Social Media: Over 80 percent of internet users visit social networks and blogs. Beginning with the 2013 Fall TV season, Neilsen united with Twitter to intertwine the rating system with social media and to introduce the next evolution of programming- real time feedback loop. The company believed what viewers tweet about on the second screen will affect what happens during the program itself. Nielsen Twitter TV Ratings will even further compliment the traditional TV rating model, and better serve TV advertisers and networks in understanding audience social activity.
Online streaming sites: Hulu and Netflix users are increasing TV viewing more than any other content offered. Nielsen’s high-tech edge has been threatened by the ability of DVR services, or TV providers, to gather screening information from their own devices–programmers and advertisers can get data directly from TiVo or DVR.

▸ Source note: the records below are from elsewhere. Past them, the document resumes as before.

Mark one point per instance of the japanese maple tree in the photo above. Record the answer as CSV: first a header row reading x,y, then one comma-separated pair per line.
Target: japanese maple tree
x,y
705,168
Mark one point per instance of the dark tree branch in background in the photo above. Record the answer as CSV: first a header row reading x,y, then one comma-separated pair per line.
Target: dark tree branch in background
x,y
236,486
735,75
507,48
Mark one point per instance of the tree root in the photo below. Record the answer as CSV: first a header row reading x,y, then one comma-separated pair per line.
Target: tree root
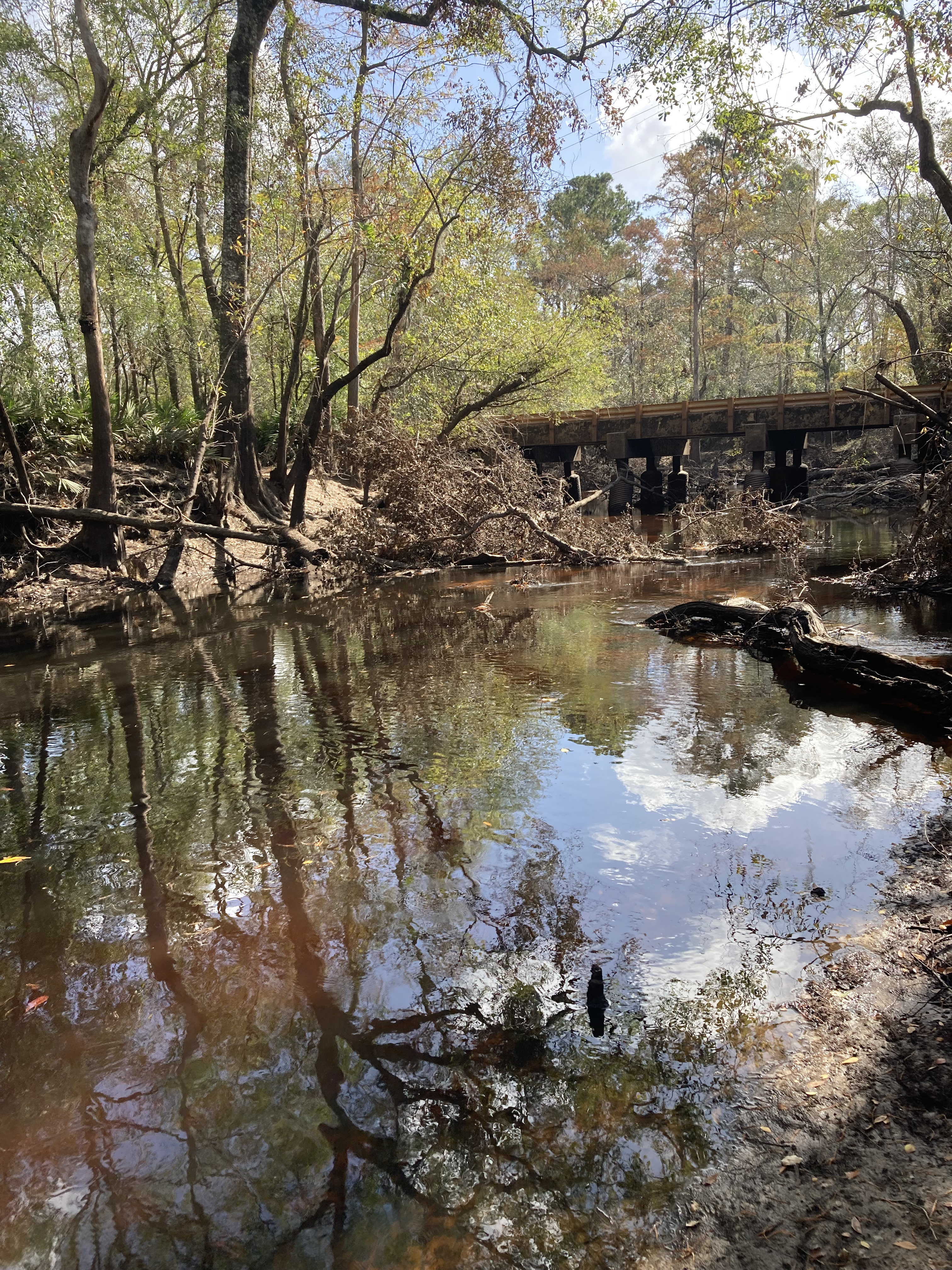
x,y
277,536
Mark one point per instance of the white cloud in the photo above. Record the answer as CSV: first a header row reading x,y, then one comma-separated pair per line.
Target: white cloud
x,y
635,154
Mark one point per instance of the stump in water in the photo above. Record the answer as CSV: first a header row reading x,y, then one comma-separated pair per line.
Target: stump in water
x,y
798,629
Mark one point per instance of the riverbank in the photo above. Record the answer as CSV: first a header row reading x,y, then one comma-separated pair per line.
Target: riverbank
x,y
843,1151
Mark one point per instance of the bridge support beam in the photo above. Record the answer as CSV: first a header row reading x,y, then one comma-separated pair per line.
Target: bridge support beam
x,y
787,482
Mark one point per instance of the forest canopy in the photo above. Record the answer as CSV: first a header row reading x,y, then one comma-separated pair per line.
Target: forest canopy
x,y
275,219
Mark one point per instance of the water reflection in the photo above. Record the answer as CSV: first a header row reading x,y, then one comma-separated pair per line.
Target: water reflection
x,y
315,900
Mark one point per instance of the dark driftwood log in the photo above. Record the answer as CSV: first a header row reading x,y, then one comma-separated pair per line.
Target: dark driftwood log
x,y
776,633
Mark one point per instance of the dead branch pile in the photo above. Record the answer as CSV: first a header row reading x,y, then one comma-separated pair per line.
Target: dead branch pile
x,y
471,498
747,523
925,559
798,629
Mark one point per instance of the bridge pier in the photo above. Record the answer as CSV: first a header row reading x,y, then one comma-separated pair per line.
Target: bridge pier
x,y
757,477
573,483
652,487
620,497
677,483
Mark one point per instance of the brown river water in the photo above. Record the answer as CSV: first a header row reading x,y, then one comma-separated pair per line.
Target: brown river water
x,y
295,966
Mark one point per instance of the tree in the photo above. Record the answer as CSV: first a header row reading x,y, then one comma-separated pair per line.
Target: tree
x,y
105,543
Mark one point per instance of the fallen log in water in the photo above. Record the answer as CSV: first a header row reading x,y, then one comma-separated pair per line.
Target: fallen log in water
x,y
798,630
277,535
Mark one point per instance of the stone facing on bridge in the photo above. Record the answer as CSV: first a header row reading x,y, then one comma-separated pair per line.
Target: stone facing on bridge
x,y
780,423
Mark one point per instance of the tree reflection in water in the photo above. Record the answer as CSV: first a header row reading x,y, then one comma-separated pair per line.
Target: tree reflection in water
x,y
316,978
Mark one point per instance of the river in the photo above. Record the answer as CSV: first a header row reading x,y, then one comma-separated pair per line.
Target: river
x,y
300,905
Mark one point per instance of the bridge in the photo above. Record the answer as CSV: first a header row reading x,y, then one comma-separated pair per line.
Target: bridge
x,y
780,423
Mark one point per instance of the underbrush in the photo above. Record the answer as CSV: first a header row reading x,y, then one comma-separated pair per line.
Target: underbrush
x,y
925,559
439,501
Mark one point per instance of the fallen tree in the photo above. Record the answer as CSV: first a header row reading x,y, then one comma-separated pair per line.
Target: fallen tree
x,y
798,630
279,536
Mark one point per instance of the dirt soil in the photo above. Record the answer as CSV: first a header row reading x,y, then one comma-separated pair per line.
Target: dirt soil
x,y
45,591
862,1105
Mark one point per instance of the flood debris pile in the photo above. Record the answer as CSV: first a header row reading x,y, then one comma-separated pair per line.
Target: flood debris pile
x,y
745,523
923,562
796,632
470,501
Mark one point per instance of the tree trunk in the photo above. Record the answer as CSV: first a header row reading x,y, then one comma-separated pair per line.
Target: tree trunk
x,y
353,336
916,352
236,432
178,281
9,436
54,289
103,541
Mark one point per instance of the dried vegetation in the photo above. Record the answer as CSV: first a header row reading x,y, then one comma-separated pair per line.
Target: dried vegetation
x,y
745,523
925,561
434,503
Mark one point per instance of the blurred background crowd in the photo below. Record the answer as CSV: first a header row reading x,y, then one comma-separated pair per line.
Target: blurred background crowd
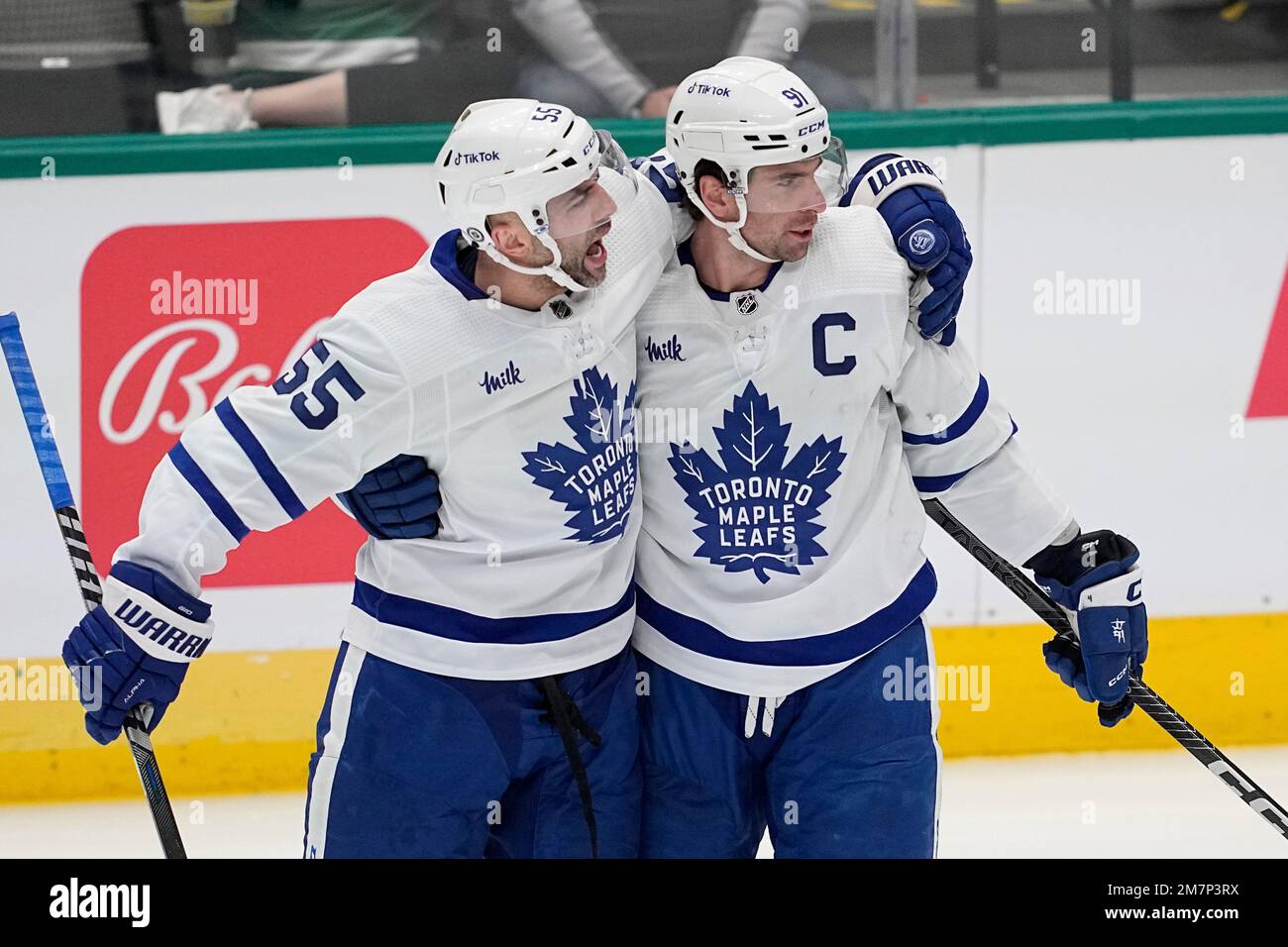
x,y
185,65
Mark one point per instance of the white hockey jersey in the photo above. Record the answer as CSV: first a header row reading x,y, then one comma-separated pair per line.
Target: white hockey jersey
x,y
786,433
524,416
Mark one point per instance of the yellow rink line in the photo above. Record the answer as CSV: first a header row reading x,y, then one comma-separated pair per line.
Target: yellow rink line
x,y
246,720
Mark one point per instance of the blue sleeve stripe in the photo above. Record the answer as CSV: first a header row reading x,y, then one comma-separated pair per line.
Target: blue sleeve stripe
x,y
258,457
961,425
936,484
224,513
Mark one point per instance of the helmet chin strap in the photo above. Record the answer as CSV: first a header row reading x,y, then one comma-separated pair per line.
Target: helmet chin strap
x,y
733,228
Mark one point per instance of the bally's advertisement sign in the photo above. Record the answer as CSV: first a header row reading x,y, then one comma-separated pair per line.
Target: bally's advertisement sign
x,y
175,317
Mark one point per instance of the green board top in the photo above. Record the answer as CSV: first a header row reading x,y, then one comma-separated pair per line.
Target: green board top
x,y
391,145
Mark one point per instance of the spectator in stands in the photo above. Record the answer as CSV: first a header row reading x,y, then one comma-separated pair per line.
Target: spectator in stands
x,y
342,62
585,68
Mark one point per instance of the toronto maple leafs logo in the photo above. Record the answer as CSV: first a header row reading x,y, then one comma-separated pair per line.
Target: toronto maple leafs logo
x,y
756,509
595,479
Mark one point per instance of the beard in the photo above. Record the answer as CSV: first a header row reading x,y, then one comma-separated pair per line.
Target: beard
x,y
772,235
572,252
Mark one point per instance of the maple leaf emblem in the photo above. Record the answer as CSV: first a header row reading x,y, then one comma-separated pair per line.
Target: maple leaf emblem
x,y
755,508
595,479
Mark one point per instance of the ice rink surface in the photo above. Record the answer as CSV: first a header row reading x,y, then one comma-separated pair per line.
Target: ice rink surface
x,y
1077,805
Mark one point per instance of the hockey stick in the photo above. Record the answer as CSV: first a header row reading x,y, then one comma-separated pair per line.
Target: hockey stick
x,y
1183,732
91,592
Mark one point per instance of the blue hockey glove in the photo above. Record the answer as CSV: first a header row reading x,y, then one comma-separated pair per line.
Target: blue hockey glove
x,y
1096,579
398,500
134,648
926,232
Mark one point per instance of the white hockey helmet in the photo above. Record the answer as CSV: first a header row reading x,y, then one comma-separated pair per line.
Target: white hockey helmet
x,y
519,155
743,114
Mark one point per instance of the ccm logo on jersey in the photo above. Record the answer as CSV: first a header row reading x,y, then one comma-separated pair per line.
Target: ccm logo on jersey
x,y
136,616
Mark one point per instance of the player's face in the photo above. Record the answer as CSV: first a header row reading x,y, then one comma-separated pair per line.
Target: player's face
x,y
580,219
784,204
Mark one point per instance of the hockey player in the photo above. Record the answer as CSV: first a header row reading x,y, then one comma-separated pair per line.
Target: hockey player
x,y
781,573
482,699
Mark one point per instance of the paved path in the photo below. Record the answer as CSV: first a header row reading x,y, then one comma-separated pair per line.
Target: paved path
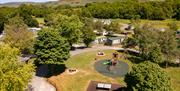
x,y
95,48
39,83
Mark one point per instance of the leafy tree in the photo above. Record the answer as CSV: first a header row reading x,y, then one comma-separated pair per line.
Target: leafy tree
x,y
147,76
18,35
14,75
168,44
2,20
25,11
69,27
51,48
98,25
155,55
88,37
88,34
145,38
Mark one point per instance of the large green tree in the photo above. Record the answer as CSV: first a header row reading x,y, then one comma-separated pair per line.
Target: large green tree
x,y
25,11
14,75
168,44
18,35
147,76
69,27
155,55
51,48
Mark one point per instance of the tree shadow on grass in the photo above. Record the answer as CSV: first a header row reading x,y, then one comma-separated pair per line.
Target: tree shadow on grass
x,y
50,70
163,65
134,59
121,89
132,56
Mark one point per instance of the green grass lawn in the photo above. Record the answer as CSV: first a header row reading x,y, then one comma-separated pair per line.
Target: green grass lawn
x,y
86,72
155,23
85,65
174,73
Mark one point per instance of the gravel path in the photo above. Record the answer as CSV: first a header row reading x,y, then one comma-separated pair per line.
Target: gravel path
x,y
39,83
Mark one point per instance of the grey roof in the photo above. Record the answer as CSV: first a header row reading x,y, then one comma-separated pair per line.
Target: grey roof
x,y
114,38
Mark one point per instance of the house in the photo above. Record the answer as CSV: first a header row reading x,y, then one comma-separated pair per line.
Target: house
x,y
114,40
104,21
104,32
34,29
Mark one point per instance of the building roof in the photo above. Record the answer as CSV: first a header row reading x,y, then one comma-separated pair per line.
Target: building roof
x,y
114,38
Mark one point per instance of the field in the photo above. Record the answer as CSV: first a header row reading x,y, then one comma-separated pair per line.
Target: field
x,y
79,81
84,63
154,23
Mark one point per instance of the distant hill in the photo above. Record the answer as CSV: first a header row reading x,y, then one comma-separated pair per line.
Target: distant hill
x,y
16,4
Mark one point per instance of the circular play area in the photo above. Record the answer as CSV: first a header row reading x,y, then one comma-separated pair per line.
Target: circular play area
x,y
106,68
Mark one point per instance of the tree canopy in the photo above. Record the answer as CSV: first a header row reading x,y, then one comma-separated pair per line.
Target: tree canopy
x,y
69,27
14,75
147,76
51,48
18,35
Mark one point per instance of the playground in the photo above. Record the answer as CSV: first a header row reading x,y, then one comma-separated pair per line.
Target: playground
x,y
89,67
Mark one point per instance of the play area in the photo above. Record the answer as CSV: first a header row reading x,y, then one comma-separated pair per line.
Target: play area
x,y
112,67
104,69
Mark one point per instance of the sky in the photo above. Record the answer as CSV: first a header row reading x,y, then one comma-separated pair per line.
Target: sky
x,y
7,1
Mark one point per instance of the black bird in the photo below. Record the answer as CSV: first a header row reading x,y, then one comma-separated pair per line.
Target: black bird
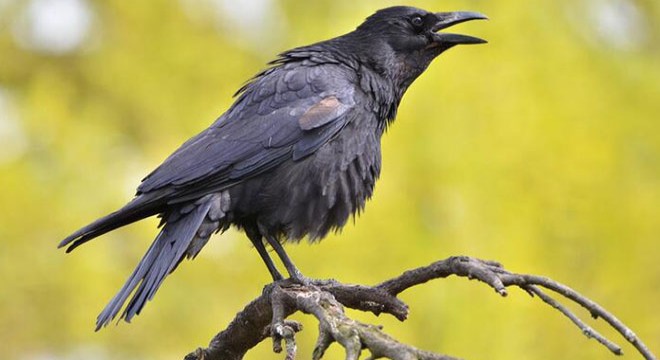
x,y
295,156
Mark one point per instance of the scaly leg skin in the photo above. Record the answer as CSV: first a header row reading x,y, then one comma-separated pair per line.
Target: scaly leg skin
x,y
293,271
256,240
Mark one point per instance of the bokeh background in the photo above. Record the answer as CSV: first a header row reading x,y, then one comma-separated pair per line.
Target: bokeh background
x,y
540,149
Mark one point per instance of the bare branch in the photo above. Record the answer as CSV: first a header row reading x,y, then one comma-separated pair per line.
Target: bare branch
x,y
324,299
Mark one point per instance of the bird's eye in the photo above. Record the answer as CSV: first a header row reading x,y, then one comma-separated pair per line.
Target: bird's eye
x,y
417,21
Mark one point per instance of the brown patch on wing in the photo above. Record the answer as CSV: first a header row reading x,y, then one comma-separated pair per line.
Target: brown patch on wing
x,y
321,113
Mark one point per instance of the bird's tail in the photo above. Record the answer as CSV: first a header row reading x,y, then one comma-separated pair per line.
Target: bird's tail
x,y
139,208
186,231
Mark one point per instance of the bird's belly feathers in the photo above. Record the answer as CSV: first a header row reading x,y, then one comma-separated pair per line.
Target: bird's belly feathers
x,y
318,193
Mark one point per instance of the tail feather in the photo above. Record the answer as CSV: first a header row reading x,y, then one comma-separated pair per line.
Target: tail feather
x,y
139,208
176,240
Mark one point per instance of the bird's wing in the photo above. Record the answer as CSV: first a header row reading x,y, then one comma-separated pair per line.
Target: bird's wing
x,y
284,114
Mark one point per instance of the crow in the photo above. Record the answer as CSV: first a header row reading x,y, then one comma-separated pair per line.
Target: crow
x,y
295,156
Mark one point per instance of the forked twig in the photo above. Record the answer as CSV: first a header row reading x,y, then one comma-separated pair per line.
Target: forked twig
x,y
324,300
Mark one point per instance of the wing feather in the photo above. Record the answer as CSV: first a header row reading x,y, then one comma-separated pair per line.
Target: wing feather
x,y
286,114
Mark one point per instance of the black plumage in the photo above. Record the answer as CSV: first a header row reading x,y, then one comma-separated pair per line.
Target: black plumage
x,y
295,156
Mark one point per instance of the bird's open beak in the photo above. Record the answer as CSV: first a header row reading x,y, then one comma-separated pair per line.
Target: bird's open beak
x,y
447,19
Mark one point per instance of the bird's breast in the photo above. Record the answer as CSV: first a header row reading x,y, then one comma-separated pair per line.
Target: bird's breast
x,y
319,193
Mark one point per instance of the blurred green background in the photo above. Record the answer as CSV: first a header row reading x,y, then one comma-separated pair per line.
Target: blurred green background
x,y
540,149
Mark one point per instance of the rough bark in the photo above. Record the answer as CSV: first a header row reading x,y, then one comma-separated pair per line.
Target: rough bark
x,y
325,299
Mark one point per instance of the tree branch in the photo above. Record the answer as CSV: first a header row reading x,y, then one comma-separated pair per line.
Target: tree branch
x,y
325,299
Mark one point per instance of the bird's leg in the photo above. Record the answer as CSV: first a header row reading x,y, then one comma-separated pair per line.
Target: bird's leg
x,y
258,243
293,271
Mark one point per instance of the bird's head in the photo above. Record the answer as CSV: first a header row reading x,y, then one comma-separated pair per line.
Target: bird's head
x,y
404,40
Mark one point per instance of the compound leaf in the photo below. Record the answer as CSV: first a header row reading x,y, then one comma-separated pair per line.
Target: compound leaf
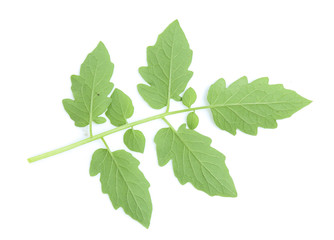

Ad Viewership: Online advertising has increased by more than double television advertising over the past six years. Unfortunately, online viewership will not generate the amount of revenue for programmers as would if most people were sitting and watching it on live TV through every commercial ad break. Streaming videos online typically spurs a minute-long ad, compared to the quarter of an hour of commercials in broadcast TV. Online TV services target the audience and can even offer viewers the choice of ads.
Mobile Devices: Research displays that 85 percent of tablet or smartphone owners use their device while watching TV. Additionally, the omnipresence of online usage, on phones, computers and tablets, has offered choices for viewing shows to re-establish the new norm of TV watching- ironically not via a TV.
The television industry is placing far more importance on Facebook and Twitter to analyze trends. Netflix, Hulu, apps, and even downloaded episodes of shows are currently popular options in streaming TV for the modern generation of viewers. The social buzz of a show, included those streamed online through unconventional devices, may now be more informative for programmers to understand the demographics of and response to a show- especially as it being viewed live on television- than Nielsen ratings could be. While ratings let broadcast, cable, and premium cable shows know the amount of viewers watching, which is a necessity to keep a show running, the technological viewing methods online more easily identify the viewers and their demographic characteristics.